Car key crime

AA president warns police car crime conference of drivers' concerns

21 May 2009

Sixty per cent of AA members think that car crime has become more violent in recent years, according to new figures from an AA/Populus poll of 10,112 released at the International Association of Auto Theft Investigators conference on 20 May.

AA president, Edmund King, told the conference that despite the fact that vehicle crime has fallen 66% since the mid 90s that there were still almost 1.5m vehicle related thefts in 2007/08 and that car crime still accounts for 13% of all recorded crime.

AA/Populus poll results

  • 76% believe car manufacturers have improved security, but car crime still concerns them
  • 63% believe that older cars are more vulnerable to theft than newer cars
  • 56% believe that anti-theft systems, which require a retina finger-print scan in order for the car to start are a good idea
  • 65% believe that knowing that Automatic Number Plate Recognition (ANPR) cameras are used makes them feel safer

King told the conference that trends in car crime are changing. Police forces have warned the AA that high value cars are being targeted.

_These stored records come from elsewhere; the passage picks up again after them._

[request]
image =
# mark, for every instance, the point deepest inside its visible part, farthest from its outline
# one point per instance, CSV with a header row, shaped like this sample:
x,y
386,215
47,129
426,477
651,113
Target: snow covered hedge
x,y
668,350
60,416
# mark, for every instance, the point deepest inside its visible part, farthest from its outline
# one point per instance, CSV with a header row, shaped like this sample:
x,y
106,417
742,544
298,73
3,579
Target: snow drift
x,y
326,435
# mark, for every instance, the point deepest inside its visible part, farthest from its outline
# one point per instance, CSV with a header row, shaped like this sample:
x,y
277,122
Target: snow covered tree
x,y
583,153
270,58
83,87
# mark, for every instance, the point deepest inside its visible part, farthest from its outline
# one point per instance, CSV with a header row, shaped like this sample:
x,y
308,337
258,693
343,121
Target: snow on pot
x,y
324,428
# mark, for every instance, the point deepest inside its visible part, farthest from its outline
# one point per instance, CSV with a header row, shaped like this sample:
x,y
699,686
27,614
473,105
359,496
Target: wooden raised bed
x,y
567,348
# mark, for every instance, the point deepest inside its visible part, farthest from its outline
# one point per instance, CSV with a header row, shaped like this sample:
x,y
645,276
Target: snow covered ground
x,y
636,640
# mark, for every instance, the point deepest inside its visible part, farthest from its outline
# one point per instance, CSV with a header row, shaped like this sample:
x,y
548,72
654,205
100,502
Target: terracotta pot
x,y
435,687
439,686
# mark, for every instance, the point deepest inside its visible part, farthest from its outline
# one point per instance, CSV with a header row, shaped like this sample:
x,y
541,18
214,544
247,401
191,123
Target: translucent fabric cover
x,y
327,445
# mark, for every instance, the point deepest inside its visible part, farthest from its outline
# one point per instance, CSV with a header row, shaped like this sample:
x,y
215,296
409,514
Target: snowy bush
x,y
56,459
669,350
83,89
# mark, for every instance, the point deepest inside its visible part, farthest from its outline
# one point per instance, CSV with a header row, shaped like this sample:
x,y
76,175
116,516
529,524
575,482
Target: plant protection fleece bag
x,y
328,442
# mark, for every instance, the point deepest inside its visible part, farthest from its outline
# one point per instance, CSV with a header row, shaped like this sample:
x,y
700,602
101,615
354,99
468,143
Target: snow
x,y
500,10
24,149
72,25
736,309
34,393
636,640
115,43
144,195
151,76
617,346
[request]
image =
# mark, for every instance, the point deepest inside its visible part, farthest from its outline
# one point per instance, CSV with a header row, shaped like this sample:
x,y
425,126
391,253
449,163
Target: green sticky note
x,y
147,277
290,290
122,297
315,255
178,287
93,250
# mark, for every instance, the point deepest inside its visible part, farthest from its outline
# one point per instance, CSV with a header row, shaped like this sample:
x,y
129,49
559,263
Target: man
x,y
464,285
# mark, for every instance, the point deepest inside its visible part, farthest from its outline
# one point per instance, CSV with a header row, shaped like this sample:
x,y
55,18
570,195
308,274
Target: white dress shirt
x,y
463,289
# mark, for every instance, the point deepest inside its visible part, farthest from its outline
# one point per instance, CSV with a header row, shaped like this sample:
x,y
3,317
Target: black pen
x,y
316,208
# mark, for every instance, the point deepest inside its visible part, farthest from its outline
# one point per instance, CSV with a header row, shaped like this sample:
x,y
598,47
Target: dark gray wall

As these vehicles have more sophisticated security devices, immobilisers and alarms, the criminals are now increasingly targeting car keys to steal these vehicles.

Criminals target vehicles and then 'turn' the house - generally when occupiers are asleep or when they are out/away - and specifically target the keys. Often these vehicles are then parked up at a busy location such as a supermarket car park and watched. This will show if there is any police interest due to public phone calls or tracker intelligence. If they spot no police involvement then they return to the vehicle a few days later and complete their crime. Many higher end vehicles are going out the country in containers.

The advice for people with high value and performance cars is to be more vigilant. Watch where you park, where your put keys particularly if the house is empty and the vehicle parked outside. Only 17% park in a garage over night.

New trends in car crime

  • Hooking: thieves using a fishing rod or wire to hook keys through the letter box
  • Jacking: thieves target car at traffic lights, pull out driver and steal vehicle
  • Frosting: on cold, frosty mornings thieves target expensive cars left with engine running on drive-ways to defrost winscreens
  • Snatching: thieves snatch hand-bags or pick pocket to get car keys

Edmund King, AA president, said; "Despite a big drop in car crime since the mid 90s there are still more than 1.5million individuals affected each year. We have noticed a shift from the more opportunist car crime of so-called joy-riding to more sophisticated crime aimed at top of the range vehicles. The criminals now target the car keys as the weakest link in the car security chain.

"Last year 15,700 cars were stolen after keys were taken in a burglary and 2,900 cars stolen after keys talken in muggings, pick pockets or car jacking. The AA advises all car drivers to treat their car keys like cash - guard and protect your keys to keep hold of your car."

Other speakers at the IAATI conference at Stonleigh Park, Warwickshire on 20/21 May 2009 included motoring journalist Quentin Wilson and ex-Liverpool FC defender, Phil Neal.